Print book with 2 braille volumes

Mary Lou Williams: Music for the Soul by Deanna Witkowski (B1911, 2 volumes): In Mary Lou Williams: Music for the Soul, Deanna Witkowski brings a fresh perspective to the life and music of the legendary jazz pianist-composer Mary Lou Williams (1910-81). As a fellow jazz pianist-composer, adult convert to Catholicism, and liturgical composer, Witkowski offers unique insight gleaned from a twenty-year journey with Williams as her chosen musical and spiritual mentor. Viewing Williams’s musical and corporal acts of mercy as part of a singular effort to create community no matter the context, Witkowski examines how Williams created networks of support and friendship through her decades long letter correspondence with various women religious, her charitable work, and her tireless efforts to perform jazz in churches, community centers, concert halls, and schools. Throughout this fascinating story told with equal amounts of deep love and scholarly research, Witkowski illumines Williams’s passionate mantra that “jazz is healing to the soul.”
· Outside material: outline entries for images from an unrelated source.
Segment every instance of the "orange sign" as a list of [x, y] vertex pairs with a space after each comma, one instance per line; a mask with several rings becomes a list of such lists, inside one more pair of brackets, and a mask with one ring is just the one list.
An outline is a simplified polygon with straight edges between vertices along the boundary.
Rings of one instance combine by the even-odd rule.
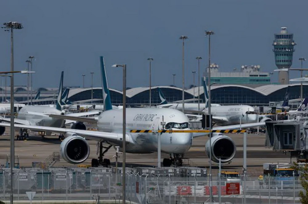
[[226, 184], [226, 194], [235, 195], [240, 194], [239, 183], [227, 183]]

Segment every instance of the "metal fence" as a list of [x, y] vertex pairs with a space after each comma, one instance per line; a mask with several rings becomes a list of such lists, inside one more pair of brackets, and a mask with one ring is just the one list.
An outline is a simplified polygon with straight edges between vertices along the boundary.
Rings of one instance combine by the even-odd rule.
[[[114, 200], [122, 195], [122, 175], [107, 168], [53, 168], [14, 169], [15, 200], [28, 200], [26, 192], [35, 191], [34, 200]], [[177, 175], [140, 175], [128, 171], [126, 196], [128, 202], [140, 203], [203, 203], [209, 202], [209, 177], [202, 174], [181, 177]], [[299, 203], [298, 193], [303, 188], [297, 177], [272, 178], [261, 182], [257, 178], [243, 178], [239, 194], [227, 194], [225, 181], [216, 177], [212, 182], [213, 200], [231, 203]], [[9, 169], [0, 172], [0, 199], [9, 200]], [[245, 186], [244, 188], [244, 186]], [[2, 197], [1, 198], [1, 197]]]

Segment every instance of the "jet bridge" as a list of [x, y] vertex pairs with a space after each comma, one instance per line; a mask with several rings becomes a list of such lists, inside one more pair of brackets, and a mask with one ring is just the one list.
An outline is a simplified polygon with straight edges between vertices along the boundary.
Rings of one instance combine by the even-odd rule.
[[308, 160], [307, 122], [270, 121], [265, 123], [265, 146], [274, 151], [288, 151], [298, 160]]

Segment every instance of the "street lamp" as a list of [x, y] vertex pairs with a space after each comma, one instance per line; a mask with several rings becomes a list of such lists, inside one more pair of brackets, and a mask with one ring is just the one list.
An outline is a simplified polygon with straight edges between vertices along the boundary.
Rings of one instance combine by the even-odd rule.
[[196, 59], [198, 60], [198, 110], [200, 110], [200, 60], [202, 59], [201, 57], [197, 57]]
[[[32, 63], [32, 60], [34, 58], [34, 56], [30, 56], [29, 57], [29, 59], [30, 59], [31, 60], [31, 71], [32, 71], [33, 70], [32, 70], [32, 65], [33, 64]], [[32, 99], [33, 98], [32, 97], [32, 91], [33, 90], [33, 84], [32, 84], [33, 80], [32, 80], [32, 75], [31, 75], [31, 105], [32, 105]]]
[[[306, 61], [306, 59], [304, 57], [301, 57], [299, 59], [301, 60], [301, 69], [303, 68], [303, 61]], [[301, 78], [303, 77], [303, 70], [301, 70]], [[301, 102], [303, 101], [303, 82], [301, 82]]]
[[94, 72], [91, 71], [91, 104], [92, 104], [93, 100], [93, 74]]
[[84, 88], [84, 76], [86, 75], [85, 74], [83, 74], [82, 76], [82, 88]]
[[[3, 24], [3, 26], [1, 27], [5, 29], [5, 31], [11, 31], [11, 71], [14, 71], [14, 43], [13, 39], [13, 31], [14, 29], [21, 29], [22, 26], [21, 23], [17, 22], [10, 21]], [[14, 75], [12, 73], [11, 77], [11, 194], [10, 202], [11, 204], [13, 204], [13, 165], [14, 165]]]
[[175, 86], [175, 84], [174, 84], [174, 77], [175, 75], [176, 75], [175, 74], [172, 74], [172, 75], [173, 76], [173, 86]]
[[184, 90], [185, 89], [185, 84], [184, 83], [184, 41], [186, 39], [188, 39], [188, 37], [187, 36], [185, 36], [185, 35], [181, 35], [180, 37], [180, 40], [183, 40], [183, 78], [182, 79], [183, 83], [183, 90], [182, 91], [182, 99], [183, 100], [183, 104], [182, 105], [182, 111], [183, 112], [184, 112]]
[[195, 103], [195, 74], [197, 72], [196, 71], [193, 71], [192, 72], [192, 77], [193, 78], [193, 82], [192, 84], [192, 86], [193, 86], [193, 103]]
[[152, 58], [148, 58], [148, 60], [150, 61], [150, 107], [151, 107], [152, 102], [151, 98], [151, 64], [152, 61], [153, 60]]
[[[209, 67], [208, 68], [209, 71], [209, 84], [211, 84], [211, 35], [214, 35], [214, 32], [213, 31], [205, 31], [205, 36], [209, 36]], [[212, 147], [212, 117], [211, 116], [211, 87], [209, 88], [209, 100], [208, 107], [208, 109], [209, 115], [209, 134], [210, 137], [210, 147]], [[211, 203], [213, 202], [213, 194], [212, 193], [212, 151], [210, 151], [210, 201]]]
[[125, 203], [125, 165], [126, 160], [126, 153], [125, 150], [126, 146], [126, 64], [114, 64], [112, 67], [123, 67], [123, 141], [122, 144], [122, 152], [123, 153], [123, 162], [122, 166], [123, 172], [122, 175], [122, 191], [123, 191], [122, 202], [123, 204]]
[[[26, 62], [28, 64], [28, 71], [29, 71], [29, 63], [30, 63], [31, 61], [30, 60], [26, 60]], [[29, 105], [29, 74], [28, 74], [27, 75], [28, 75], [27, 76], [27, 90], [28, 90], [28, 93], [27, 94], [27, 96], [28, 99], [28, 105]]]

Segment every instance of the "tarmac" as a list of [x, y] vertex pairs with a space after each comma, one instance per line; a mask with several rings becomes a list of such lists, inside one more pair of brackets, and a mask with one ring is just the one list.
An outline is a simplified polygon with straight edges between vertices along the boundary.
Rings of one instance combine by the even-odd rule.
[[[29, 139], [26, 141], [15, 140], [15, 159], [17, 156], [19, 157], [21, 166], [30, 167], [32, 162], [43, 161], [54, 152], [59, 152], [61, 141], [57, 136], [45, 136], [44, 138], [41, 136], [34, 136], [37, 133], [29, 134]], [[7, 155], [10, 154], [10, 141], [9, 136], [0, 136], [0, 165], [5, 165]], [[229, 163], [223, 164], [222, 170], [237, 171], [241, 173], [243, 163], [243, 139], [242, 134], [228, 134], [226, 135], [233, 140], [237, 146], [237, 152], [234, 158]], [[208, 157], [205, 151], [205, 145], [208, 139], [207, 136], [199, 137], [194, 138], [192, 145], [186, 153], [183, 163], [191, 166], [208, 168], [209, 163]], [[249, 134], [247, 136], [247, 165], [248, 175], [257, 176], [263, 172], [263, 163], [277, 162], [288, 162], [290, 161], [290, 154], [283, 153], [281, 152], [273, 151], [271, 148], [264, 147], [265, 136], [264, 134]], [[83, 164], [90, 164], [91, 159], [97, 158], [96, 142], [89, 141], [91, 153], [88, 159]], [[105, 157], [110, 159], [111, 165], [114, 164], [116, 159], [116, 150], [111, 148], [105, 155]], [[168, 158], [169, 155], [162, 153], [161, 158]], [[292, 162], [295, 161], [295, 158]], [[121, 155], [118, 159], [119, 166], [122, 162]], [[138, 165], [151, 166], [157, 165], [157, 153], [126, 154], [127, 166], [134, 167]], [[76, 165], [67, 163], [63, 159], [57, 162], [54, 167], [76, 166]], [[218, 168], [217, 164], [212, 163], [213, 173], [216, 173]]]

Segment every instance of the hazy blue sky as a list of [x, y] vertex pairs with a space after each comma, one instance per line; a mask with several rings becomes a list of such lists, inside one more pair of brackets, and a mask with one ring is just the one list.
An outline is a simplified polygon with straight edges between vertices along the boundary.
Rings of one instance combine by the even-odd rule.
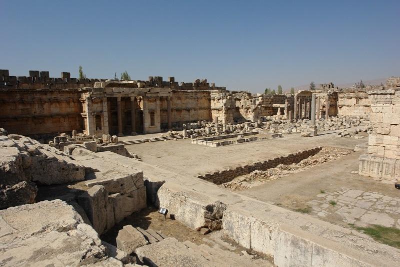
[[0, 0], [0, 69], [254, 92], [400, 75], [400, 1]]

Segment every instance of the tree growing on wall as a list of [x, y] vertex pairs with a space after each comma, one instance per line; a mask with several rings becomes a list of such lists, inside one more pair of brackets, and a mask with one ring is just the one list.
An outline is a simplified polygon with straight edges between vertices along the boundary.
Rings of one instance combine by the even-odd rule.
[[283, 93], [282, 92], [282, 86], [280, 84], [278, 85], [278, 94], [282, 95]]
[[366, 85], [364, 84], [364, 82], [362, 82], [362, 80], [360, 80], [360, 83], [356, 83], [355, 87], [356, 88], [365, 88]]
[[86, 79], [86, 74], [84, 73], [84, 69], [80, 65], [79, 65], [78, 72], [79, 73], [79, 79]]
[[310, 90], [314, 90], [316, 89], [316, 84], [314, 83], [314, 82], [311, 82], [311, 83], [310, 84]]
[[130, 76], [128, 74], [128, 73], [126, 71], [121, 73], [121, 80], [124, 81], [130, 81]]

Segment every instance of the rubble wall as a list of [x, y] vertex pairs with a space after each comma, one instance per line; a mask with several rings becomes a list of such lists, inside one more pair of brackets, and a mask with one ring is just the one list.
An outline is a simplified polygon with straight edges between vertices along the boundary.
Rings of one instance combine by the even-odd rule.
[[400, 174], [400, 91], [372, 91], [370, 119], [373, 128], [368, 153], [360, 157], [358, 172], [394, 180]]
[[322, 147], [303, 150], [294, 154], [290, 154], [286, 157], [280, 157], [272, 159], [237, 167], [234, 169], [208, 173], [200, 175], [198, 178], [206, 180], [216, 184], [221, 184], [233, 180], [235, 177], [248, 174], [255, 170], [266, 170], [274, 168], [279, 164], [290, 165], [297, 163], [311, 155], [315, 155], [322, 149]]
[[24, 135], [83, 130], [78, 89], [0, 90], [0, 125]]
[[366, 92], [338, 94], [338, 115], [366, 117], [371, 112], [371, 104]]

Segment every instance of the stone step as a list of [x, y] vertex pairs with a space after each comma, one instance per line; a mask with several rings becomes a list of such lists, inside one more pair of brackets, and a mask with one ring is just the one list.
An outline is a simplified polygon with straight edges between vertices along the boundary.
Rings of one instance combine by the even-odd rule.
[[156, 242], [158, 241], [158, 240], [157, 240], [157, 239], [156, 237], [150, 234], [146, 230], [142, 229], [140, 227], [136, 227], [136, 229], [137, 229], [144, 236], [144, 238], [146, 238], [146, 240], [148, 241], [148, 242], [152, 244], [153, 243], [156, 243]]
[[187, 246], [189, 249], [191, 249], [194, 251], [200, 253], [202, 256], [206, 258], [207, 260], [210, 260], [212, 264], [210, 265], [216, 266], [225, 265], [227, 263], [234, 262], [228, 262], [224, 260], [224, 259], [221, 258], [220, 256], [216, 256], [210, 253], [208, 251], [204, 249], [198, 245], [190, 242], [189, 240], [186, 240], [184, 242], [184, 244]]

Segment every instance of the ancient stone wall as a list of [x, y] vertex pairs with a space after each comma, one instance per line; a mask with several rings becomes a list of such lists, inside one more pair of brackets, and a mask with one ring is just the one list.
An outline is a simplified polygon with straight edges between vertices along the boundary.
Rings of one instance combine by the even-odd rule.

Late Have I Loved You pictured in braille and print

Late Have I Loved You: An Interpretation of Saint Augustine on Human and Divine Relationships by James A. Mohler, SJ (B1912, 3 volumes): Augustine has rightly been called the greatest of the Western Fathers, and, in a sense, the founder of Western Christian theology. His broad background in education and rhetoric both as a student and teacher and his deep interest in philosophy gave him a good foundation for his future career as pastor, bishop and defender of the faith. These themes discuss some of Augustine's views on human and divine relationships, from the problem of suffering, faith and love, matrimony and religious life to education and social justice.